【その19】 建築基準法の改定で着工減−
国交省が調査開始
〜余剰労働者は他社への応援に〜
国土交通省は、建築基準法の改定に伴う建築確認申請の遅れや住宅着工の大幅減少等々の影響を把握する目的で、2月から専門工事業者への調査を開始した。この調査は、建築確認の遅れの影響が落ち着くまで調査を続ける模様。初回となる2月分の調査では、84社中の58社からアンケートを回収した。

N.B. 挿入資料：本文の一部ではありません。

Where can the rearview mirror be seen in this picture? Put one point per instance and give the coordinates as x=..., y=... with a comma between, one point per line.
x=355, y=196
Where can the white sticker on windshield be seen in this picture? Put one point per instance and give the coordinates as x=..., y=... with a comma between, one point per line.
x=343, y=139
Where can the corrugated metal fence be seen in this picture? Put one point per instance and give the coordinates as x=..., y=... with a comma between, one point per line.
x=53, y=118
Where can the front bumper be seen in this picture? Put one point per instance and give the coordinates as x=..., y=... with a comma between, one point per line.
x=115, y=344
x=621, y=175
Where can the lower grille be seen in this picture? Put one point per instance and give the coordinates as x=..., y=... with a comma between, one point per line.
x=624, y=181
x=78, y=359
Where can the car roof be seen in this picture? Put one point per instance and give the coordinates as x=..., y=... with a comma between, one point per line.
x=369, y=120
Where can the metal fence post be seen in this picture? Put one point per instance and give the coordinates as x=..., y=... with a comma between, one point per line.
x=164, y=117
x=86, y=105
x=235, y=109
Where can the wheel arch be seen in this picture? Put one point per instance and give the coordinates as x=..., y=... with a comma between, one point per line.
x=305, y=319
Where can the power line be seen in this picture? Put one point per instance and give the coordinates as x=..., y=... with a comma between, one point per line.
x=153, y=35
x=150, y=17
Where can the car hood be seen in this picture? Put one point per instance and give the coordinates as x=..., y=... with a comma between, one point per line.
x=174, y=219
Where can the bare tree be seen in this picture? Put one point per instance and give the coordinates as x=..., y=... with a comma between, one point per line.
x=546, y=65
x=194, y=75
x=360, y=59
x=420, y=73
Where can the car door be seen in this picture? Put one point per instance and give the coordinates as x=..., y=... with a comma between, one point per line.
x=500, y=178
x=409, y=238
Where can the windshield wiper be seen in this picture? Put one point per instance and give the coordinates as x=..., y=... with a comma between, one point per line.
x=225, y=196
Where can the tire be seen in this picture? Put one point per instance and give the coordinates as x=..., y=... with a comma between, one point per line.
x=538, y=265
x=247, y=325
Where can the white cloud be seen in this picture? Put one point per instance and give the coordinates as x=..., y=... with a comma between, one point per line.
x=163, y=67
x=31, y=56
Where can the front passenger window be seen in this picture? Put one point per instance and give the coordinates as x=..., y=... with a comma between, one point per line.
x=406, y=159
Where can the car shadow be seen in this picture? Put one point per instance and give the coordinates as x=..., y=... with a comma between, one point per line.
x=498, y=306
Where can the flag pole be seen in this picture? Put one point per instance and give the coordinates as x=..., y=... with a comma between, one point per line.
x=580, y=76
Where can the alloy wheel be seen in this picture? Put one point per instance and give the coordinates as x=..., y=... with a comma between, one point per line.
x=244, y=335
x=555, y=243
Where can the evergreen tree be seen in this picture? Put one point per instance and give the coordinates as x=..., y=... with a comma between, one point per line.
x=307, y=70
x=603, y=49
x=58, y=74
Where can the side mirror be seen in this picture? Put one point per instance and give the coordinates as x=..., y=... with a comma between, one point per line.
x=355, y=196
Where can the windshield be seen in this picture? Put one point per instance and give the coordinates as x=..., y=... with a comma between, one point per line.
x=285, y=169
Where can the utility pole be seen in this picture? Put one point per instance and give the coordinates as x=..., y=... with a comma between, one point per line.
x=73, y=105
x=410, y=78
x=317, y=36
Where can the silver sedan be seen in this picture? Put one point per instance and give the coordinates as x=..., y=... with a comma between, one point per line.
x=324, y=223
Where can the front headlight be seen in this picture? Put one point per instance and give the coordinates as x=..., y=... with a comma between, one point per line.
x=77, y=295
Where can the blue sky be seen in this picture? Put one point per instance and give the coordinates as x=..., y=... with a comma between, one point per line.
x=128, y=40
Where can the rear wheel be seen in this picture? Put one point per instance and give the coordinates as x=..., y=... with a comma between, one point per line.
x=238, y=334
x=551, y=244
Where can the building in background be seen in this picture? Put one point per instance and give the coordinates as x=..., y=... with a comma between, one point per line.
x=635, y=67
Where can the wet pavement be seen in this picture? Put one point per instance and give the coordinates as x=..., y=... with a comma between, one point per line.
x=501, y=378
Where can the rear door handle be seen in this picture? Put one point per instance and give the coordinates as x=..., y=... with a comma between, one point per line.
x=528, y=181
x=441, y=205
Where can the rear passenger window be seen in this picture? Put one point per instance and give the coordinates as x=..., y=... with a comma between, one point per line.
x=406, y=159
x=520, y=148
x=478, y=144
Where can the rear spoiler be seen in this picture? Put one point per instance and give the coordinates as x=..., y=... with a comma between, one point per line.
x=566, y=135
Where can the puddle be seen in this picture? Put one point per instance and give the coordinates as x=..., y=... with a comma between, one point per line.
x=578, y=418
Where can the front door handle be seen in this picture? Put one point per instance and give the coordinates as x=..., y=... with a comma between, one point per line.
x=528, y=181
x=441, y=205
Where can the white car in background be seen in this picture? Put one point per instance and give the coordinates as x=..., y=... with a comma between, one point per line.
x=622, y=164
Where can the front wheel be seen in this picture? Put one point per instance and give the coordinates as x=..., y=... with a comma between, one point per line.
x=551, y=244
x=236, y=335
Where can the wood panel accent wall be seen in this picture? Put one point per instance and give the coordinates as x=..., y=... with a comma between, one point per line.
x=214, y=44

その結果、基礎・躯体系の約4割の業者が技能労働者は余剰と回答した。しかし、逆に設備系職種では53%の業者が不足との回答。技能労働者の過剰を建築基準法の改定による影響とした回答は基礎・躯体で62%、仕上げ系で67%であった。設備系では、同法の改定と関係なく人手不足が続いていると答えている。

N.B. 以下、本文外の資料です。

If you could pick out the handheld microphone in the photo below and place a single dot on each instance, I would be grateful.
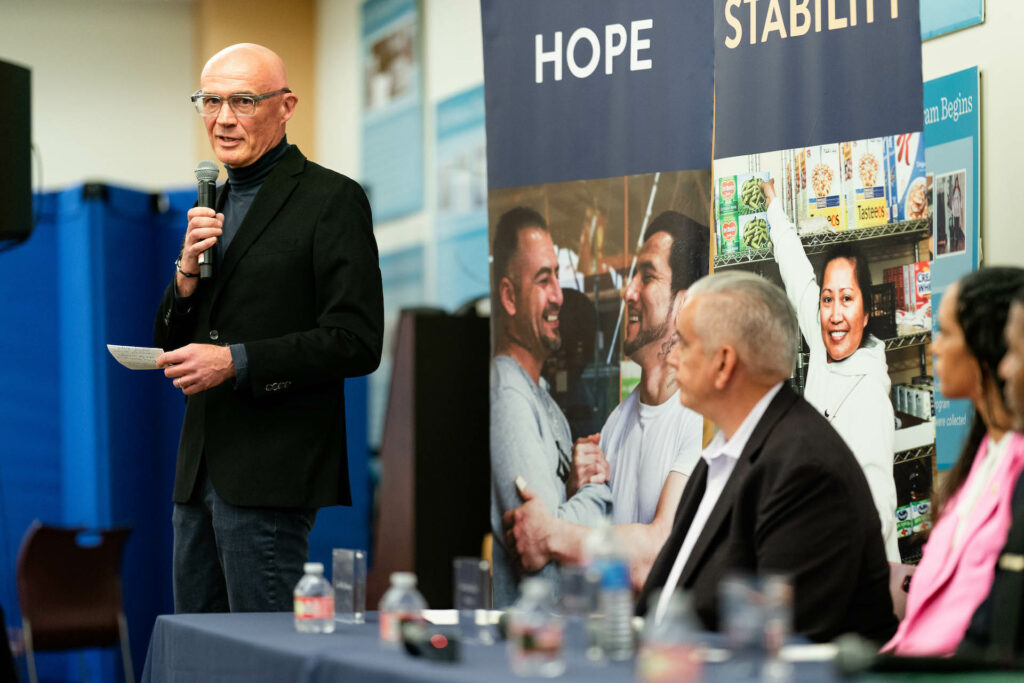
(206, 174)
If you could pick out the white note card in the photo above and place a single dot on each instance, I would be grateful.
(135, 357)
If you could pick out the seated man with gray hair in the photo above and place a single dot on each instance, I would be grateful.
(776, 491)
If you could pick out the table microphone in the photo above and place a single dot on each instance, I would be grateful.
(206, 174)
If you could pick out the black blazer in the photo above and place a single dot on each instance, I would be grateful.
(300, 287)
(796, 503)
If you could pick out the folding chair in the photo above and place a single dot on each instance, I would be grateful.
(71, 593)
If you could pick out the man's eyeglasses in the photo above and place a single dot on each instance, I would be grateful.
(208, 104)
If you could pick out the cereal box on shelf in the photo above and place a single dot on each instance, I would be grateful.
(866, 187)
(907, 186)
(823, 196)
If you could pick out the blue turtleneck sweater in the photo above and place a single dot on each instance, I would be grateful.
(243, 185)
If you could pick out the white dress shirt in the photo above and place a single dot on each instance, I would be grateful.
(721, 456)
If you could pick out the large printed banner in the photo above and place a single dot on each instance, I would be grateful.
(392, 100)
(598, 119)
(952, 116)
(820, 184)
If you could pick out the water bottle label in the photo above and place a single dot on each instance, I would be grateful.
(614, 573)
(314, 607)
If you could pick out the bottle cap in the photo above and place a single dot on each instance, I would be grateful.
(403, 579)
(536, 588)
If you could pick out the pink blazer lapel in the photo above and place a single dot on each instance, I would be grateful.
(996, 492)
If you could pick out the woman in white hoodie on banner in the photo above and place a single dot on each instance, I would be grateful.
(847, 376)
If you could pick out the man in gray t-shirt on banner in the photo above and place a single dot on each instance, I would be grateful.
(529, 436)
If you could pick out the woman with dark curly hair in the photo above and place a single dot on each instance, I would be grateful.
(974, 512)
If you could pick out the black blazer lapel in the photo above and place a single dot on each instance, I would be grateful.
(275, 190)
(689, 500)
(776, 409)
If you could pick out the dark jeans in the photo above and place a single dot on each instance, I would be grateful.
(229, 558)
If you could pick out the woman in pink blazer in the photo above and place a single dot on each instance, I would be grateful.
(958, 561)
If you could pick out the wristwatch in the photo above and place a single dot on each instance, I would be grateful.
(177, 264)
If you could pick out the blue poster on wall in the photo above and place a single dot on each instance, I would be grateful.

余剰感のある技能労働者の対応では、「他社への応援」が基礎・躯体系で50%、仕上げ系では73%占め、授業員の一部解雇は基礎・躯体系で13%にとどまっており、余剰労働者は主に他社への応援で調整していることが明らかになった。
また、影響が出た時期では、各職種とも昨年10月から12月との回答が最も多かった。さらに資材調達についての質問では、鋼材の「ひっ迫」「ややひっ迫」が73%も占め、鋼材供給への不安感が高まっていることがわかった。